Investors must appreciate the widescale suffering that has materialized. In 2021, the purchasing power of the dollar declined 6%. Just in the first half of this year, the erosion measured 5.3%. Now, the Fed committed to an aggressively hawkish monetary policy to provide course correction. But that action would then pressure economic health overall.
Therefore, LC may be one of the stocks to buy this week, just out of sheer necessity.
Lockheed Martin (LMT)
Again diving into the cynical nature of stocks to buy this week, investors should tune into Lockheed Martin (NYSE:LMT). As I write this, CNBC has been providing breaking news about Russia’s control of Ukraine’s Zaporizhzhia nuclear power plant. Europe’s largest nuclear facility, any incident there could spell catastrophe for the region.
Additionally, House Speaker Nancy Pelosi’s visit to Taiwan sparked anger in China. The issue here also presents great risks.
About the only good news in this whole mess comes down to the performance of certain military contractors. Primarily, Lockheed has bolstered the Ukrainian resistance, in large part to the company’s High Mobility Artillery Rocket System (HIMARS).
Admittedly, LMT represents a controversial name among stocks to buy this week. However, it’s still very much relevant.
For the most speculative name on this list of stocks to buy this week, contrarian investors may consider EVgo (NASDAQ:EVGO). Billed as America’s largest public electric vehicle fast charging network, EVgo brings necessary infrastructure to the table. Fundamentally, EVGO benefits from the fact that not everyone has access to personal charging mechanisms.

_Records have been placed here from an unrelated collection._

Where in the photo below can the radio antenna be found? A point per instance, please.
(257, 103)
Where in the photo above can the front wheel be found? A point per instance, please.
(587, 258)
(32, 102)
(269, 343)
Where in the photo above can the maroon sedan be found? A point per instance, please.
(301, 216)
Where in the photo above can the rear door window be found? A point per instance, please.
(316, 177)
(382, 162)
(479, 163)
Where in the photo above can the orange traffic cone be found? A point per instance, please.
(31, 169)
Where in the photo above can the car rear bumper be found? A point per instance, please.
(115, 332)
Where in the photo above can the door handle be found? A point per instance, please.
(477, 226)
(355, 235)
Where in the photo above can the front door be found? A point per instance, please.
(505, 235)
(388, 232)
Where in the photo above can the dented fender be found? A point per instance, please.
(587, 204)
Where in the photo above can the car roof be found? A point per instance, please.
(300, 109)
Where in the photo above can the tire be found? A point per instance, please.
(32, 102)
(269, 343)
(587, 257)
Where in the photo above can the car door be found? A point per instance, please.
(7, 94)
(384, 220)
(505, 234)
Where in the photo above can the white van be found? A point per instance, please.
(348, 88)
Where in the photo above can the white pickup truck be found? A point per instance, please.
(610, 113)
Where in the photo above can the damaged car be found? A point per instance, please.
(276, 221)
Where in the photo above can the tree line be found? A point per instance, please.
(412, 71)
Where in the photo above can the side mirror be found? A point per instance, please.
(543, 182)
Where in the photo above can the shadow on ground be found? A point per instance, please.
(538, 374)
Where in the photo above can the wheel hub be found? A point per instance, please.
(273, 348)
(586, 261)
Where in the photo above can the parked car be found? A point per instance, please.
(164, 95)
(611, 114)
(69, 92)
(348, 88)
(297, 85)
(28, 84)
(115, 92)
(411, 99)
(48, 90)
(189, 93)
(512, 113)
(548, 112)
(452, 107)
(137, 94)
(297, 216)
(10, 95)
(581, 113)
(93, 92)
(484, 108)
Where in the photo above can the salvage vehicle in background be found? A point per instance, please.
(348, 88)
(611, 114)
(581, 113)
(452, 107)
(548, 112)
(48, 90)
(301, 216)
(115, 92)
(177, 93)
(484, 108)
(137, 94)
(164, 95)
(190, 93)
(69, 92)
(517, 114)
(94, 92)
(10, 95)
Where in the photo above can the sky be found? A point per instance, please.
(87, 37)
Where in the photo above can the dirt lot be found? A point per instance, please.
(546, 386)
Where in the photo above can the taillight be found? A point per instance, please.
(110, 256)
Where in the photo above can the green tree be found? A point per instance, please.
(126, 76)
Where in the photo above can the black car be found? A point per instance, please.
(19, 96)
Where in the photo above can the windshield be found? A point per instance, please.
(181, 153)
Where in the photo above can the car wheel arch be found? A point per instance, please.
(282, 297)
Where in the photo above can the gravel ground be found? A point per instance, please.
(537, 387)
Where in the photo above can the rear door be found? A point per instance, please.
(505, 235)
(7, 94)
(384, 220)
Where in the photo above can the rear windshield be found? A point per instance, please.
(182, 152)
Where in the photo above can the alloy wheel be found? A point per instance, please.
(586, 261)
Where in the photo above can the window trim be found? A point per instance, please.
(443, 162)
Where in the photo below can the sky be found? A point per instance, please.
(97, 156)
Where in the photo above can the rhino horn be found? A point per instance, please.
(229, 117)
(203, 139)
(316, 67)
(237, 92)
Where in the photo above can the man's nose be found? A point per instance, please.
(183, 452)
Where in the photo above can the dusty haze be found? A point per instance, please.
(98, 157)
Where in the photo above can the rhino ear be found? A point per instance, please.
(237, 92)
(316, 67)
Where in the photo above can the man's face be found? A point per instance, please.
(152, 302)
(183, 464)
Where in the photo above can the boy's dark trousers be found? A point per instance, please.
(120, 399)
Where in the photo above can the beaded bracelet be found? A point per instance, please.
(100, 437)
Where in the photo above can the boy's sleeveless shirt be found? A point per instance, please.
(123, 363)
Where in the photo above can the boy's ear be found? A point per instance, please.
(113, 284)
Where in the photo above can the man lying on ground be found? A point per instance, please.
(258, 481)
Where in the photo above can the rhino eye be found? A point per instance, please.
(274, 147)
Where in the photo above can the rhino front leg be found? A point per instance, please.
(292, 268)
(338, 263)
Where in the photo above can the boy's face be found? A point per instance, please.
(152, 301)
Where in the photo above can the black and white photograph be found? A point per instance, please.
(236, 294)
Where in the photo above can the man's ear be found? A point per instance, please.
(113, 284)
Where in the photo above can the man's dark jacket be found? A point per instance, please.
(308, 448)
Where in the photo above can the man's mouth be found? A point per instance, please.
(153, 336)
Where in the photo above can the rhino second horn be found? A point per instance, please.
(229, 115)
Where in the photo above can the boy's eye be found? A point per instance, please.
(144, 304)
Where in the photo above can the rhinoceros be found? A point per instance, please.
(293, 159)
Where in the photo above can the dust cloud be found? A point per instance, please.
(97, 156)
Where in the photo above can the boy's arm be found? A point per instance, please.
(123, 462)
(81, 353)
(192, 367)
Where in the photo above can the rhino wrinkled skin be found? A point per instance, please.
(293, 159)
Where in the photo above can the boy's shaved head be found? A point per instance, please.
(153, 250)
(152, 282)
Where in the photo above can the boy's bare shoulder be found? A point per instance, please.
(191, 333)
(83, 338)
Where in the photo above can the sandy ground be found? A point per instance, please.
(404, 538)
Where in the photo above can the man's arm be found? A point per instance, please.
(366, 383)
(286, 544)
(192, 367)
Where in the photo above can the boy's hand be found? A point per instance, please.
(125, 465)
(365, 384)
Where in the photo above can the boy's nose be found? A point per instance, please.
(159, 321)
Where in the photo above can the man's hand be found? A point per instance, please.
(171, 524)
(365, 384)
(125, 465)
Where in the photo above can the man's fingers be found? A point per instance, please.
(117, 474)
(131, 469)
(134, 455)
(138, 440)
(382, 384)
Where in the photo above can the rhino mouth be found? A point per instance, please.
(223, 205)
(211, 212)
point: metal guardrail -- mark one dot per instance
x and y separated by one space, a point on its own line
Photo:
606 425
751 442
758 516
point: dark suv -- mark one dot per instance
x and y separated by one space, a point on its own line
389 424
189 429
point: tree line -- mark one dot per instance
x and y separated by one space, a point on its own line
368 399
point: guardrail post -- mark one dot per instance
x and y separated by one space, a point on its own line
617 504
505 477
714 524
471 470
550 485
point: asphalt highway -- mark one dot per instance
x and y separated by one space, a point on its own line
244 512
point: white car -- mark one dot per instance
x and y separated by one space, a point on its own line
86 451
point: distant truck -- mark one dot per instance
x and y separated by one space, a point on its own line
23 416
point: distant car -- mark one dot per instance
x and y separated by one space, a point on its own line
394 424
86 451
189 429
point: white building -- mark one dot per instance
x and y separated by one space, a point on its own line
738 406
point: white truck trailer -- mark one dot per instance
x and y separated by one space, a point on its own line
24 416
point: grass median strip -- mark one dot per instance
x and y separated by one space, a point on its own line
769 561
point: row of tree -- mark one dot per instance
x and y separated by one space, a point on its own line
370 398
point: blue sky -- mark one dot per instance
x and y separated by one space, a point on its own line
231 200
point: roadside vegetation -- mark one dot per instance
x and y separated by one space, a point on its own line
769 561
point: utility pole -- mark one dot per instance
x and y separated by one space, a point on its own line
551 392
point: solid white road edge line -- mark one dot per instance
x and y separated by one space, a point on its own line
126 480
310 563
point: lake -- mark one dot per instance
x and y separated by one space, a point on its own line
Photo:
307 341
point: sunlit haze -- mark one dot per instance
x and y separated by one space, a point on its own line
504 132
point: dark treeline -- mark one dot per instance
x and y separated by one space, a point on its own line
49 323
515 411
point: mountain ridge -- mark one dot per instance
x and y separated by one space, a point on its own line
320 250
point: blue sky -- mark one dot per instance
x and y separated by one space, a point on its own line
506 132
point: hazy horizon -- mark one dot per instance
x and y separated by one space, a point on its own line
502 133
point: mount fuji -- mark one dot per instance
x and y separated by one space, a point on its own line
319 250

While 63% of all housing units feature a garage or carport, this figure leaves many millions of units which don’t. Therefore, EVgo fills an opportunity gap. However, the market hasn’t been that kind to EVGO stock, with shares moving sideways since its public market debut.
Of course, part of the problem is that Tesla (NASDAQ:TSLA) plans to open its Supercharger network to all EV owners. Further, EVs themselves have gotten very expensive, thus pricing out many consumers.
However, JPMorgan mentioned that EVGO represented one of the securities to buy as a derivative play on the EV rollout. With shares starting to come back down to the price when JPM mentioned its bullishness, EVGO certainly provides intrigue.
On the date of publication, Josh Enomoto did not have (either directly or indirectly) any positions in the securities mentioned in this article. The opinions expressed in this article are those of the writer, subject to the InvestorPlace.com Publishing Guidelines.